从蒸馏到硬负负抽样:使浅质神经IR模型更有效 (From Distillation to Hard Negative Sampling: Making Sparse Neural IR Models More Effective) - 专知论文

会员服务 ·

0

蒸馏 · 稀疏 · MoDELS · IR · 求逆 ·

2022 年 5 月 12 日

From Distillation to Hard Negative Sampling: Making Sparse Neural IR Models More Effective

翻译：从蒸馏到硬负负抽样:使浅质神经IR模型更有效

Thibault Formal,Carlos Lassance,Benjamin Piwowarski,Stéphane Clinchant

from arxiv, Accepted at SIGIR22 as a short paper (this work is the extension of SPLADE v2)

Neural retrievers based on dense representations combined with Approximate Nearest Neighbors search have recently received a lot of attention, owing their success to distillation and/or better sampling of examples for training -- while still relying on the same backbone architecture. In the meantime, sparse representation learning fueled by traditional inverted indexing techniques has seen a growing interest, inheriting from desirable IR priors such as explicit lexical matching.

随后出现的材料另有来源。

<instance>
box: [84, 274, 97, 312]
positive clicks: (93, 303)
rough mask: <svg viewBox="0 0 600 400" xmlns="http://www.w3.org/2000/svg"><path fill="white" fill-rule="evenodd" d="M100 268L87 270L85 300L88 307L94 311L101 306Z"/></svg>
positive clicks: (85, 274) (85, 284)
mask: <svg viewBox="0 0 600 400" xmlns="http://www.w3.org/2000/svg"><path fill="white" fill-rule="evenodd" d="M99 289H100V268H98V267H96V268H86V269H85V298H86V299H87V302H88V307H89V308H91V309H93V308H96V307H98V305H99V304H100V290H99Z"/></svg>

While some architectural variants have been proposed, a lesser effort has been put in the training of such models. In this work, we build on SPLADE -- a sparse expansion-based retriever -- and show to which extent it is able to benefit from the same training improvements as dense models, by studying the effect of distillation, hard-negative mining as well as the Pre-trained Language Model initialization. We furthermore study the link between effectiveness and efficiency, on in-domain and zero-shot settings, leading to state-of-the-art results in both scenarios for sufficiently expressive models.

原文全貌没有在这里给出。